The economic fundamentals involved in energy consumption are investigated with specific reference to high rise – high density settlements and their prevalent building typology, i.e. tall buildings. The paper discusses how the energy demand and consumption of a single building can affect the energy trade-off of entire cities.

Approach – We examine current local and national policies- for energy consumption reduction, then we discuss how Italian urban planning should adopt ad hoc regulation in order to pursue innovative systems of energy saving. We also - debate on the present absence of procedures to evaluate these policies’ effects on market demand in both new building construction and deep energy retrofit. Finally we argue the inadequacy of Italian national and local legislation in promoting Smart Grids as innovative systems of electric energy production, distribution and consumption.

Findings – We represent the stat of art in the Italian legislation for energy saving and we offer a theoretical framework to verify the effectiveness of these measures. Furthermore we propose a new way to promote innovative systems of energy production for high density settlements. In this respect, due to technological and facility management characteristics tall buildings are an opportunity to experiment smart grids at neighborhood level. Beyond the construction engineering advances, we present how regulation should help to improve innovation.

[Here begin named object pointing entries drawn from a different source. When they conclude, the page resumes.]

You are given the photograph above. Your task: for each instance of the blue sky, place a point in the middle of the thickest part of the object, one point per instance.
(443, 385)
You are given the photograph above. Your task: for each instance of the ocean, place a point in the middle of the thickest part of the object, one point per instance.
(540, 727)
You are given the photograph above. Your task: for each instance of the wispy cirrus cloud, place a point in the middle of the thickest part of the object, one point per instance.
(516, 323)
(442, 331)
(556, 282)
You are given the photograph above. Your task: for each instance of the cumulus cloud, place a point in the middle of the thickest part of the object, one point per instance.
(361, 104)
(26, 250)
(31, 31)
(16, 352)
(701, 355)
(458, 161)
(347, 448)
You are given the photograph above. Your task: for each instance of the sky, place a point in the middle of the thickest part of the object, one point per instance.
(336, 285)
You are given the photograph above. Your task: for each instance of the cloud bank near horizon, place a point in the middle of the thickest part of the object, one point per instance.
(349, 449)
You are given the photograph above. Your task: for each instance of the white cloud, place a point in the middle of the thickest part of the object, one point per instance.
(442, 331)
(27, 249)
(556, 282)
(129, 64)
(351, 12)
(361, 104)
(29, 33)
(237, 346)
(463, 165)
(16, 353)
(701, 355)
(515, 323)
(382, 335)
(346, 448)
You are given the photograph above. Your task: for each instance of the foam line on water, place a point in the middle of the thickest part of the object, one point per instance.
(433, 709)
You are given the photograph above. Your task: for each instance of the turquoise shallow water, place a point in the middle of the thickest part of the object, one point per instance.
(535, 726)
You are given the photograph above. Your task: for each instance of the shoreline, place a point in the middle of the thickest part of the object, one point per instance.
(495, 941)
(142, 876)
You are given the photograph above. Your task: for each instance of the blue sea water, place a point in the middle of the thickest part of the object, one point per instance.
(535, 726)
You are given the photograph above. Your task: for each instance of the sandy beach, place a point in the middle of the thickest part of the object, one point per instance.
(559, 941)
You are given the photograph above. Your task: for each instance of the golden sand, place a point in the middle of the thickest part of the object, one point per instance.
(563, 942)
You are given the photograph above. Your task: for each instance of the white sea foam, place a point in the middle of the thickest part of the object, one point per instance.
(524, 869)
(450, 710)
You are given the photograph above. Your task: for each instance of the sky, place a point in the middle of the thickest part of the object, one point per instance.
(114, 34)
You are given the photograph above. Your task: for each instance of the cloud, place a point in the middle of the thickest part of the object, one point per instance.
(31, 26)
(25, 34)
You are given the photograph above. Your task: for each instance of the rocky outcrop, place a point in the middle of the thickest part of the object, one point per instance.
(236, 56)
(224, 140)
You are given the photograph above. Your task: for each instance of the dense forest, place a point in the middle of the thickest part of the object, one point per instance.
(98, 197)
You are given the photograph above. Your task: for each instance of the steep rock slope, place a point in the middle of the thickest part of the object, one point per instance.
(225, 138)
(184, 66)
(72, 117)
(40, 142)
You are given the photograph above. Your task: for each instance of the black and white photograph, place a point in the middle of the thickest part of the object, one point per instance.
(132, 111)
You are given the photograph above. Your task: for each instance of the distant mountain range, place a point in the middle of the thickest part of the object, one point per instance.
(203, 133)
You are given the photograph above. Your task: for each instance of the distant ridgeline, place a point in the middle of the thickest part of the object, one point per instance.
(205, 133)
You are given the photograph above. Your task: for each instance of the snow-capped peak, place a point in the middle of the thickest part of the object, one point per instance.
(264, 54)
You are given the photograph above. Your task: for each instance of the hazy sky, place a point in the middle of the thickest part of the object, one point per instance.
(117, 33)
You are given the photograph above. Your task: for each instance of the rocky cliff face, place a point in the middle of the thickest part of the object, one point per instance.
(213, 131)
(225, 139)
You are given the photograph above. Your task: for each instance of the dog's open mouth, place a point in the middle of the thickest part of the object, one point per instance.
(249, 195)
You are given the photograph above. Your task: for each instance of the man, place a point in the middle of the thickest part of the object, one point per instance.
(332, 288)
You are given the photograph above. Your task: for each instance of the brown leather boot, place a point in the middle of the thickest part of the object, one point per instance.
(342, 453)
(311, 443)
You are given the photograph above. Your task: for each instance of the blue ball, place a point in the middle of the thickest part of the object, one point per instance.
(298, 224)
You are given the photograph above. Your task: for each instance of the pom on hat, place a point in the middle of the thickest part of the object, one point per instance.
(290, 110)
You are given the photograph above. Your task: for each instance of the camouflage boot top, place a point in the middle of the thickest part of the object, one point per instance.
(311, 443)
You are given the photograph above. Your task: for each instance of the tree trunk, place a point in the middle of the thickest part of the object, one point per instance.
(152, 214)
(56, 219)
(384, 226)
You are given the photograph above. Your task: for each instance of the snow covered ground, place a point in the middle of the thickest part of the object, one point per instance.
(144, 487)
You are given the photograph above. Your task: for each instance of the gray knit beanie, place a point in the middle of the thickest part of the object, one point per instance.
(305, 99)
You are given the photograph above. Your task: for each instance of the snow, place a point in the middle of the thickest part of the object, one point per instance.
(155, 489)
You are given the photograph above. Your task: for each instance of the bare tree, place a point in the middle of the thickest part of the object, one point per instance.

Research limitations/implications – The paper is mainly exploratory and identifies some issues for further research. Data on housing market demand related to public incentives must be collected to measure the effectiveness of local norms. Furthermore, selected case studies must be investigated to verify the energy demand at diverse urban density: this survey is preliminary to the definition of protocols for both technological and regulatory interventions.

Originality/values – The paper is the first attempt in Italy to present the role of town planning norms in the promotion of Smart Grids and, in general, to match innovative distributed energy systems to legislation in planning. Furthermore the present contribution highlights the potential of specific building typologies, e.g. tall buildings, in the promotion of Smart Grids.